Written consent was provided and all data collected were anonymous.
Eleven interviews were completed. Three individuals were solely involved in reporting, analysing and/or interpreting of ID surveillance data. Two contributed to the data either directly or in an advisory capacity. Six were involved in both of these roles. Interviewees had been involved with the IDEA system for 3–17 years and many of them contributed to the system in a number of different areas (table 1). Other roles that were identified included administrative support, reporting, communication and translation.
Reasons for the importance of identifying and collecting ID data included:
Identifying prevalence and trends in ID.
Using data for prevention of ID and to understand causes of ID, and management of care services.
Identifying subgroups such as comorbidity with mental illness, or child neglect for which ID is a very strong risk factor.
Measuring and evaluating life outcomes for people with ID by being able to identify them as they move through the service system.
Informing policy and practice particularly from a systems perspective for planning and resource allocation, particularly as people with ID are the largest single cohort of individuals receiving support through all disability services.
Concern about the stigma associated with identifying people as having an ID was expressed, although services, funding and resource allocation decisions are made as a result of these processes. Ensuring appropriate identification was considered an important part of the data collection process.
Interviewees thought the IDEA surveillance system had either met or partially met the overall aim of the IDEA system; to provide high-quality, complete and population-based information on ID in Western Australia. The IDEA surveillance system was considered to be an infrastructure which had provided a substantial amount of data to assess trends in the prevalence of ID, investigate health service use for people with ID, evaluate risks associated with having an ID and health and social determinants of ID. However, a major drawback in 2010 was the loss to the database of any information from the Western Australian Midwives database, which provides an individual’s basic birth data (born in Western Australia, race, birth weight, etc). As a result, other than through separate ethically approved data linkage projects, many of which have been undertaken, it is now difficult to provide many routine statistics. The system was also considered to be missing subgroups of individuals such as the small number of people attending Catholic or independent schools for children born since 1992, individuals who were not receiving services from DSC or those not using the state education system. Additional data variables such as genetic information related to an individual’s ID, comorbidities and in particular functional capacity, were commonly cited among interviewees as important information for IDEA. Interviewees agreed that evaluations of screening programme for prevention, early intervention or therapy programme for ID or genetic research into the causes and prevention of ID had not been possible because of lack of availability of data or, if available, the presence of ethical and other constraints to its linkage. Lastly, it was acknowledged that although professional knowledge had increased about ID, it was not known what impact this may have had on community awareness.

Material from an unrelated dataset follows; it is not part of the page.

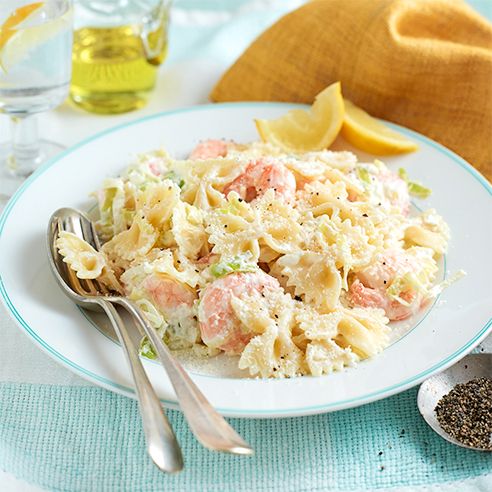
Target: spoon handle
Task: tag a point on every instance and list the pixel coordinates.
(208, 426)
(162, 445)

All interviewees had either used or read about the IDEA data in journal publications, annual reports, stakeholder reports, reports for consumers or the public, policy briefs, government reports, newsletters, minister reports, book chapters and conferences. There have been over 40 journal publications with approximately 740 citations and 70 conference presentations between 2004 and 2017 that have used IDEA surveillance data. Importantly, IDEA data have been widely used, cited and published in international literature including in international estimates of years lived with disabilities (2010).13 In addition, many of the 40 journal articles have investigated both the determinants of ID and associated outcomes like comorbidities and premature mortality. However, there was unanimous agreement that there needs to be more publications, particularly consumer and policy-driven, as well as regular biannual reports. Although there had been direct engagement with the DSC Director General through meetings every 3 months in 2013 facilitated with philanthropic funding to provide information on outcomes, it was considered by many interviewees that there had been little in the way of communicating results to the community and advocacy organisations. It was suggested knowing this information could be beneficial for community groups to advocate with and for families and individuals with ID.
There were conflicting responses when asked about the simplicity of the system. Respondents discussed the process for collecting data for the IDEA surveillance system inconsistently as simple, timely, complex or taking too long (figure 1). However,the process for collecting data is largely based on safeguarding privacy, therefore the 9 months it takes for the IDEA team to receive data were deemed by those who have worked with and in the Department of Health to be in line with current data linkage processes. The 4 months for integrating data received by government departments into the IDEA system were considered reasonable, especially as there is only one person working 0.5 full time equivalent (FTE). The process of providing ID data for research projects was also perceived as appropriate and completed in a timely manner (figure 2).
The IDEA system was relatively flexible to changes in personnel and case definitions. Personnel and process changes have occurred at all stages within the data process, with the exception of the Telethon Kids Institute (TKI) team. The TKI team has largely remained the same since the inception of the system in 2002. As a result, the process of data linkage and extraction from the larger dataset received from Department of Health to the TKI team has not been documented to date. Although having a consistent team has created a system that is flexible and stable, as part of good practice and sustainability, developing formalised documented processes would be valuable. Case definitions have also varied with changes in how the Department of Education have recorded ID. These changes have been recorded and the system adapted accordingly for data integrity.
There was universal agreement that the system was not complete for ID in Western Australia with people attending Catholic or independent schools and individuals who were not receiving services from DSC likely to be missing from the system. In addition since mid-2014, individuals living in the Perth Hills region who were part of the National Disability Insurance Scheme pilot location had their data collected by the Australian Commonwealth government rather than the state-based government.14 Therefore, there will be no data available on newly registered individuals with ID from this location at the next IDEA update.
Data quality is the responsibility of the two departments that assess individuals for ID. Each department has its own assessments for ID, reasons for collecting ID and ways in which the information is used. Ensuring data quality across organisations and that individuals with ID are correctly identified was seen as important for all people involved in collecting and using data.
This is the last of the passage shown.